Suburban Battle Plan

I’m currently living at least a half-hour drive away from my workplace in downtown Calgary; on a good day, not during rush-hour. Driving to work actually takes me about 45 minutes each way, and can cost anywhere from $8.00 to $15.00 a day, not including the cost of gas and maintenance of my vehicle. This might not seem so bad to some people, but for me it’s pretty much unworkable. So I take the train, which includes about 30 minutes actually on the train, 5 minutes of driving to the station and another 5 to walk the final leg to work. No matter how you slice it, I’m out well over an hour of my time each day. If you choose to look at it that way, which I don’t.

I’m of the belief that an experience is what you make of it. Myself, I actually enjoy the time I spend commuting, which sounds rather sick and twisted. Here’s how I cope:

  • Walk as much as you can. If you can avoid driving to the train station, do so. You’ll save on gas, and you’ll feel far more energized when you get to work. If you sit at a desk all day, it may be the only exercise you get. After a while, you’ll start to actually enjoy it.
  • Read stuff. Rather than just sitting like a lump on the train, distract yourself from the odours of your fellow passengers by enhancing your knowledge. Or just read a good novel. It makes the time pass quickly, and is often the only time I have to really concentrate on a book.
  • Get a music player. I use an iPod, because they fit nicely in my pocket, and I can carry every song I own on it. This makes my walking experience much nicer, and helps to filter out passenger noise on the train.
  • Get into podcasts. There are some really good tech-related podcasts on iTunes as well as other sites. There’s also a bunch of crap, but they’re all free right now, so it’s painless to try a few out. My recommendations… This Week in Tech, Diggnation and Digital Life. I alternate between listening to podcasts and reading books to mix things up a bit.

There you have it. I’m not sure how valuable any of this is, but I figured it would be good to put it out there.

3 thoughts on “Suburban Battle Plan

  1. Daren

    Hi there,

    I just came across your blog (a link from your profile on the ASP.NET forums).
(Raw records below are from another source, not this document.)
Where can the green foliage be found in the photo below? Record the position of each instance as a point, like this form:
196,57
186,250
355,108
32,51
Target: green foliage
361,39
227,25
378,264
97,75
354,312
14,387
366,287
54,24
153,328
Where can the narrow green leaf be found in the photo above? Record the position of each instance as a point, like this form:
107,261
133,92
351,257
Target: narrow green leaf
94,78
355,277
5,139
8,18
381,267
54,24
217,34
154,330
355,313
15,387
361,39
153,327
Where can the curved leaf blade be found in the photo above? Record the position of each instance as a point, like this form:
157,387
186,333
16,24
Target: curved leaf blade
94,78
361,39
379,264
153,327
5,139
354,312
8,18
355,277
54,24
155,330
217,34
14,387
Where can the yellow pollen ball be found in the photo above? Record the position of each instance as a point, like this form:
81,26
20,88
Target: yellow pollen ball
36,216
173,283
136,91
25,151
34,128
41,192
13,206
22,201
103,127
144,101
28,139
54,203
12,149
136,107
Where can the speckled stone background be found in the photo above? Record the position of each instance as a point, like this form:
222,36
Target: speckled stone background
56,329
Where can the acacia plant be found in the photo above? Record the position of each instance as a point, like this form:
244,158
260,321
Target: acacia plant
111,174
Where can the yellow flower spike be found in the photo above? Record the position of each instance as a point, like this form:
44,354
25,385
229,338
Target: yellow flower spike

    Firstly, congratulations on your wedding and welcome to institution. I’m 29 (been married for a couple of years now). Calgary was actually part of our honey moon destination (we live in Perth, Western Australia).

    Its interesting that you mention you have to travel 30-45mins to work. We are planning on immigrating to Canada (Calgary), and when I was last there I was impressed with the relative distance from Downtown to the far reaches of the burbs. That was about 3yrs ago but I hear Calgary has grown/boomed heaps since then.
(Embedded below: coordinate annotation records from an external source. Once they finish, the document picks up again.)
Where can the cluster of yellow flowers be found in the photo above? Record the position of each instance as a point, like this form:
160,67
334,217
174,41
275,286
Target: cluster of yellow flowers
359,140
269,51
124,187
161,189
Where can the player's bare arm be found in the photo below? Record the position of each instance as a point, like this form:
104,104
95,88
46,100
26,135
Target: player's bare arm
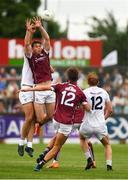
44,34
30,29
87,107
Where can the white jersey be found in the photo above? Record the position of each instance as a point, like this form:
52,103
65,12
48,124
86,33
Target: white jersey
27,77
96,97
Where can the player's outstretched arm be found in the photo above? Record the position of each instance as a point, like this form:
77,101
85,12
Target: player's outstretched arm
44,34
30,29
87,107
    Is your suburb right on the ‘outer’, or somewhere in the middle?

  2. Jeff Perrin

    Hey Daren! I’m living in one of the furthest communities from downtown while still being in the city (Evergreen). One of the reasons for choosing Evergreen was its proximity to the south C-Train line that goes directly to downtown. I can walk to two stations within about a half hour, or drive in 5 minutes. There are other communities that don’t have good access to the train, which means taking the bus or driving.
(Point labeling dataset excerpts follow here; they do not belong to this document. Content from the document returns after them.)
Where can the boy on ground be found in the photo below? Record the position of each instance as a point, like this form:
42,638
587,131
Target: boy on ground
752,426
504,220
    Calgary has grown quite a bit in the last 3 years. House prices have doubled, and downtown parking has also doubled (Calgary is the most expensive city for parking in Canada). I’m not sure how it compares to Perth, though.

    Good luck with the move. Overall, Calgary’s a pretty great city. Work is currently easy to find and there are a ton of opportunities for outdoor recreation. You’ll like it here, provided you can afford the housing… :)

  3. Daren

    Hi Jeff,

    Evergreen sounds interesting. I looked at some pictures on the net. It looks like a nice place. Clean and new.

    The interesting thing is that Perth (aside from its geographical differences) is very similar to Calgary. We are also considered the ‘powerhouse’ of the country and we derive a lot of our wealth from natural resources.

    Although this has created great job opportunities, unfortunately it has also doubled/tripled housing prices in the last 5yrs. I get feeling that the same sort of thing is happening in Calgary so we are considering purchasing something in Cal now before the prices go up even more (as our immigration application might still take 12-18 months).

    Did you look at any other suburbs before buying?